During a press conference held today at the Intersolar Europe trade fair, the company also said that it would be investing around 170 million euros into its expansion project; 30 million is expected to come from subsidies.
Meanwhile, the company has said that it has no further plans for its R&D facility located in California, the U.S. When asked if First Solar intended to expand its current operations into producing CIGS (copper indium gallium selenide) cells, due to the fact they have hired a CIGS scientist at the facility, First Solar managing director Stephan Hansen said that while the company was looking into all available technologies, it was not, as of yet, intending to break into the CIGS market. The company instead intends to concentrate its efforts, for the moment, on its main U.S. production facility in Parrisburg, Ohio.

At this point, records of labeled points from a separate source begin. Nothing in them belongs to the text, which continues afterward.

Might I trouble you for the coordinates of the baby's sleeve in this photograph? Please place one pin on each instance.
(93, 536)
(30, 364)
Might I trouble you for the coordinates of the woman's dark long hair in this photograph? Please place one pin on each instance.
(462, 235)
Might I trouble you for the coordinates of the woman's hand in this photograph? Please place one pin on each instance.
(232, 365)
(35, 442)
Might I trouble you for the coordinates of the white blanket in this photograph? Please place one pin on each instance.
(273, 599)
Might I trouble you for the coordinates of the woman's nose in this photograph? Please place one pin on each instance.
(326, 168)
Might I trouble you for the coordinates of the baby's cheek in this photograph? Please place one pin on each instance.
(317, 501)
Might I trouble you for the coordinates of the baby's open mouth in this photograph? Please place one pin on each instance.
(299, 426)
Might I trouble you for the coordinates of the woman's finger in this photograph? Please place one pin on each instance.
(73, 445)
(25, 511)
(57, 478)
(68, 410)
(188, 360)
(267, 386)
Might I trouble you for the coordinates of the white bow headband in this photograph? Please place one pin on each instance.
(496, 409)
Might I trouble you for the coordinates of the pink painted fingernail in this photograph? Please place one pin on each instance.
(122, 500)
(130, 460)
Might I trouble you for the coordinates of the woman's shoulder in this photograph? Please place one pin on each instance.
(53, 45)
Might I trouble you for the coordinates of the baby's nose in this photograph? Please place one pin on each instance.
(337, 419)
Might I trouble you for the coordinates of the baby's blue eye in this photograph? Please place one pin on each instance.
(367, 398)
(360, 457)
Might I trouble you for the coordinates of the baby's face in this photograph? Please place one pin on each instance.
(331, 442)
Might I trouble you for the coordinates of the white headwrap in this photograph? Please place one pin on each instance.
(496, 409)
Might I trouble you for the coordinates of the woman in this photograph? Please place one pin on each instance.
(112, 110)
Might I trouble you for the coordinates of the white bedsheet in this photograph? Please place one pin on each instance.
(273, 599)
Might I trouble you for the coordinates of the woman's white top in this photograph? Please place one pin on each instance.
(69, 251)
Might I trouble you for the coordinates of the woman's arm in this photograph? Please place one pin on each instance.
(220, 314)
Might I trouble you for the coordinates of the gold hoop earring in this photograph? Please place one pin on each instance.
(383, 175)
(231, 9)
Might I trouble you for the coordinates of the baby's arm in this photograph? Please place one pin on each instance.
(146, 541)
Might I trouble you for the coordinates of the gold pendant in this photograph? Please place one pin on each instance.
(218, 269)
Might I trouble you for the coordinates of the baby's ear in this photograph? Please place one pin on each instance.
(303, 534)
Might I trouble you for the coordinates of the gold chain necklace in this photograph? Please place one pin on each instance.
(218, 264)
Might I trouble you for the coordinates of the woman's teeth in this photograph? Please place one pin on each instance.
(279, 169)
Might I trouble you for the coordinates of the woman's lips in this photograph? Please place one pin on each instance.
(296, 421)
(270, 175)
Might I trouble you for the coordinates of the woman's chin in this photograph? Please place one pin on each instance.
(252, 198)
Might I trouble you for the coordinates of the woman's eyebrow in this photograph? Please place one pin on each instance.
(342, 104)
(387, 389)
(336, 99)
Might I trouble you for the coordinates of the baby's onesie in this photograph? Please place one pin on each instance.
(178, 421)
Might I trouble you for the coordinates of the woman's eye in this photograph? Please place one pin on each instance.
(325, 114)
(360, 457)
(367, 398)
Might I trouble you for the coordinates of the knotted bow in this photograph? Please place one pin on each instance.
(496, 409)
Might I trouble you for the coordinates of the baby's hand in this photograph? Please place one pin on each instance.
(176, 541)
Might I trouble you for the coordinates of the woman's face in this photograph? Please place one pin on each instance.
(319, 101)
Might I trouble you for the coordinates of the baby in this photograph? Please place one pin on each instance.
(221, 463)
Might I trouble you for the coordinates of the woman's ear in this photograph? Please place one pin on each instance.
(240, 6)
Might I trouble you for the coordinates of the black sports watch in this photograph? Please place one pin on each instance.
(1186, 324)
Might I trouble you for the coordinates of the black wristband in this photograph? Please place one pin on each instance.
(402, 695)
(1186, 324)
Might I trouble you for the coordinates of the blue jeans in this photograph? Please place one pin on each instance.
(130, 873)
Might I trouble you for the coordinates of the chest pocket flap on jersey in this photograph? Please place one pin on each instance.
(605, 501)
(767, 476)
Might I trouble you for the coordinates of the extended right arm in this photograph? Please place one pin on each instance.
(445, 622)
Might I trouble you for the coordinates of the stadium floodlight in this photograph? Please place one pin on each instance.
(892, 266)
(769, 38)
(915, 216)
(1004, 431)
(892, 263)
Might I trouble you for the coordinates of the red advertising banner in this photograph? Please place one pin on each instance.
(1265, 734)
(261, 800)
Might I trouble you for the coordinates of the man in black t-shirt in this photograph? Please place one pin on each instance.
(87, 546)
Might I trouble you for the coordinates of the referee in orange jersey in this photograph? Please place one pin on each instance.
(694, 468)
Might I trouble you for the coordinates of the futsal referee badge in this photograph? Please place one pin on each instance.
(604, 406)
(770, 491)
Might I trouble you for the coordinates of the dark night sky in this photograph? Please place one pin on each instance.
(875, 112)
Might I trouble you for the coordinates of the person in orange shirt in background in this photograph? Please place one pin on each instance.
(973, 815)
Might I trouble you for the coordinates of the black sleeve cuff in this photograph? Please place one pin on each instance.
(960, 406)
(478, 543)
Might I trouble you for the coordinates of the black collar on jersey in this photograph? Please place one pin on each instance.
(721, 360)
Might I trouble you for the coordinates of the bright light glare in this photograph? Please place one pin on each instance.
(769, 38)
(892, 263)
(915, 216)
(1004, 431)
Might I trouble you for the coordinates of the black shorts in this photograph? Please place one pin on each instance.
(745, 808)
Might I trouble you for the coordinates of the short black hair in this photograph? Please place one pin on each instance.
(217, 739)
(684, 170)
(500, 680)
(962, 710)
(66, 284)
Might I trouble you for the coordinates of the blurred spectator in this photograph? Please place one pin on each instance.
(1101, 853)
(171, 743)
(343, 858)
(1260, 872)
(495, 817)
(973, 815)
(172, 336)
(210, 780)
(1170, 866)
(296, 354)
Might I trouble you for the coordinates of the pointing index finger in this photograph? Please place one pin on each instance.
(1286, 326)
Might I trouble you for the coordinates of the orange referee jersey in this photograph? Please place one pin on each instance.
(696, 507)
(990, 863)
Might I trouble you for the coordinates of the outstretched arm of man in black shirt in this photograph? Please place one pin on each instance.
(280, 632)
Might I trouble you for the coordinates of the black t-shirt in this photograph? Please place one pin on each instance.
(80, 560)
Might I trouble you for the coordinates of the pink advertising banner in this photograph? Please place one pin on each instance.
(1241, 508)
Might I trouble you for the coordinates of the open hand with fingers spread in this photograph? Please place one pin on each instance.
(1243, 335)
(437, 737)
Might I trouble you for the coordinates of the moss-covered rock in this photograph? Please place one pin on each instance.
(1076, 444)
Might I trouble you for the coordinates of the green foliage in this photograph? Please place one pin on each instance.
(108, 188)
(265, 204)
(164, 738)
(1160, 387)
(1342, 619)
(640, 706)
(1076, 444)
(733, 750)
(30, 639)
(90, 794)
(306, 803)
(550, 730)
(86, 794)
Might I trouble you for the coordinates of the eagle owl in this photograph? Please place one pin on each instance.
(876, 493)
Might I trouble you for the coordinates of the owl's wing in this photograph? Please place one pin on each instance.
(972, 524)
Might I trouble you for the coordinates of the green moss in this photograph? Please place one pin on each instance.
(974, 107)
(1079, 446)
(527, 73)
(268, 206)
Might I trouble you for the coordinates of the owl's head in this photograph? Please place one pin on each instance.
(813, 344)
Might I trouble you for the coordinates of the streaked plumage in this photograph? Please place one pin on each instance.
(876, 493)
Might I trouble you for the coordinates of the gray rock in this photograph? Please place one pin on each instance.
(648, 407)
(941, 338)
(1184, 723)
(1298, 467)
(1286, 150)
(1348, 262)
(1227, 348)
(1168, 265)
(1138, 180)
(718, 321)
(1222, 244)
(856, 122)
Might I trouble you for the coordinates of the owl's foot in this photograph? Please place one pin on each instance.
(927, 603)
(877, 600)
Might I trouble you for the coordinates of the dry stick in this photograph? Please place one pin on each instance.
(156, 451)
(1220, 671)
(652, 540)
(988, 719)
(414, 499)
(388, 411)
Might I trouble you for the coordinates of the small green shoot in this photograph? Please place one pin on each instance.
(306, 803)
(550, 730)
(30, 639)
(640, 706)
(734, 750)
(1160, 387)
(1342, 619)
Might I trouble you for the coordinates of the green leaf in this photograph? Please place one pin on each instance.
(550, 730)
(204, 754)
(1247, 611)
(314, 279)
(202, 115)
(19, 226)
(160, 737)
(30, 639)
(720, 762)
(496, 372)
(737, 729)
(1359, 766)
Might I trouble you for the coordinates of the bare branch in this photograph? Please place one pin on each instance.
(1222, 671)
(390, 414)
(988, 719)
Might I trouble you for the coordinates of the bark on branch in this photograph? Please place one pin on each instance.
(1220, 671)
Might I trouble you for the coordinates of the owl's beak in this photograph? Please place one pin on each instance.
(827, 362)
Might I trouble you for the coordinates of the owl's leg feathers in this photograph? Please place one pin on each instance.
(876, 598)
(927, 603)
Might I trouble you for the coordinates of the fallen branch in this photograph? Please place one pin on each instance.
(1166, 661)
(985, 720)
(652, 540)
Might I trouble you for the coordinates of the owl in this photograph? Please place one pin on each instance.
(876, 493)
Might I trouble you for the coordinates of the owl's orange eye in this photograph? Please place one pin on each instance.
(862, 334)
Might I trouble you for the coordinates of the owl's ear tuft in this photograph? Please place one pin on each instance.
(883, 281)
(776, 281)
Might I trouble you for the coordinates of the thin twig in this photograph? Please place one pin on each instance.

In other news, First Solar has told pv magazine that it is currently in the feasibilty stages of its plans to build a two gigawatt solar power plant in Ordos City, Inner Mongolia, China. The company has already completed and submitted the pre-feasibility study earlier this year and is now concentrating on finishing the main study.
When asked if construction on the plant would start this year, as planned, TK Kallenbach, First Solar's executive vice president of marketing and product management said that they would have to wait and see how the economic negotiations went with the Chinese government. He stated: "We will not start construction until the economics have been defined." He went on to say that First Solar is currently working with the Chinese government and local authorities to sort out such issues as grid connection, how to hook up the plant to the grid and the transmission options available.
Finally, First Solar announced that it is to co-sponsor a year-long project, aimed at studying the impact of ground-mounted solar farms on biodiversity. Mr Kallenbach said that the project complements on-going, site-specific research currently being carried out by the company. The results are due to be presented this autumn.